When we started our study, YOLOv4 (2020) was one of the most productive neural networks for object detection. We tested several neural networks from the MS COCO (2017) set of 127 287 images and found YOLOv4 to be the most efficient. Its algorithm works twice as fast as EfficientDet, one of the most accurate models. Compared to the earlier version (YOLOv3), the Average Precision metric and performance (FPS) of YOLOv4 have been improved by 10 and 12%, respectively [28]. Therefore, YOLOv4 was used as a platform for creating an Artemeter-1 robot for counting organisms.

We aimed to study the effectiveness of a new pro-biotic preparation based on a consortium of rhizosphere strains Bacillus toyonensis B-13249 and Bacillus pu-milus B-13250 for the incubation of Artemia franciscana cysts. We also explored a possibility of using a counter robot based on a convolutional neural network for fast automatic counting of cysts, nauplii, and embryos after decapsulation.

STUDY OBJECTS AND METHODS

Microorganisms in probiotics. A probiotic was based on two strains of spore bacteria from the collection of the Prombiotech Engineering Center. Both strains are patented and deposited in the Russian National Collection of Industrial Microorganisms. They were isolated in 2017 (Novye Zori village, Altai Krai, Russia). The Bacillus toyonensis B-13249 strain was isolated from the rhizosphere of the genus Helianthus, while the Bacillus pumilus B-13250 strain was isolated from the rhizosphere of the Cichorium genus.

These strains form oval spores located terminally or subterminally and withstand heating at 80°C for 30 min. The morphology of their colonies is shown in Fig. 1.

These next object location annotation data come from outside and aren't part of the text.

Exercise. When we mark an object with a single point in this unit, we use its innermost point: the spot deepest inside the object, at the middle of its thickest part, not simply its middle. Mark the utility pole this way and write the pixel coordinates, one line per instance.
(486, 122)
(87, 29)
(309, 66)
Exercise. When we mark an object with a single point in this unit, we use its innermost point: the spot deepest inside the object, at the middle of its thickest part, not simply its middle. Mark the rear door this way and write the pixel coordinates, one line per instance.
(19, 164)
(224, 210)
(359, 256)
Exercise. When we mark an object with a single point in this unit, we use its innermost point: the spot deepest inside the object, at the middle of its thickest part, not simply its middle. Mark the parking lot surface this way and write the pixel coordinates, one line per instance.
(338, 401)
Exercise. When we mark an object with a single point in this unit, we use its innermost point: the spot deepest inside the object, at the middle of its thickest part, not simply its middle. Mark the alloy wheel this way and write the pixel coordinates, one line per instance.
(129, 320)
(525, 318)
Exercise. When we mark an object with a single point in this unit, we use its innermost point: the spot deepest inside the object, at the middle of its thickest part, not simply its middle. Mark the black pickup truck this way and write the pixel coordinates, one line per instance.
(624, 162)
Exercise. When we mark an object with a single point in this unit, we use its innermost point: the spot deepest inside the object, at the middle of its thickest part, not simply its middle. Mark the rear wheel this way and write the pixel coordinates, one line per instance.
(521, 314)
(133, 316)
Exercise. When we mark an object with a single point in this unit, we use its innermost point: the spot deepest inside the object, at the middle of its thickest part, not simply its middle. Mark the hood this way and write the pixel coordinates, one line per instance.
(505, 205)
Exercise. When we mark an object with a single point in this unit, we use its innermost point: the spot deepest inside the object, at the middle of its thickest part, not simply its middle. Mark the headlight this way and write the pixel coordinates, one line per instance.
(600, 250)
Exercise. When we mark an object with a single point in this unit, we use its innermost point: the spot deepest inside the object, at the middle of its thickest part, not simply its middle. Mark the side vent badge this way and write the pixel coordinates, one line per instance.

Culture media for probiotic production. A pilot batch of probiotics was prepared using the following culture media:

1. Solid L(Luria)-medium for counting bacteria;

2. Liquid L-medium for cultivating the inoculum in flasks;

3. Endo medium for checking the samples for coliform bacteria;

4. A protective (cryoprotective) medium for protecting cells and spores during the freezing period; and

5. A fermentation (molasses-corn) medium used as the main nutrient medium in the fermentation apparatus.

a b

Figure 1 Colony morphology of the strains on L-medium

(10x): a - Bacillus toyonensis B-13249; b - Bacillus pumilus B-13250

Figure 2 Incubation cones with Artemia cysts

A pilot batch of probiotics. A pilot batch of probiotics to be tested on Artemia crustaceans was produced at the Prombiotech Engineering Center (Barnaul, Russia), using the technology developed by this institution earlier [29].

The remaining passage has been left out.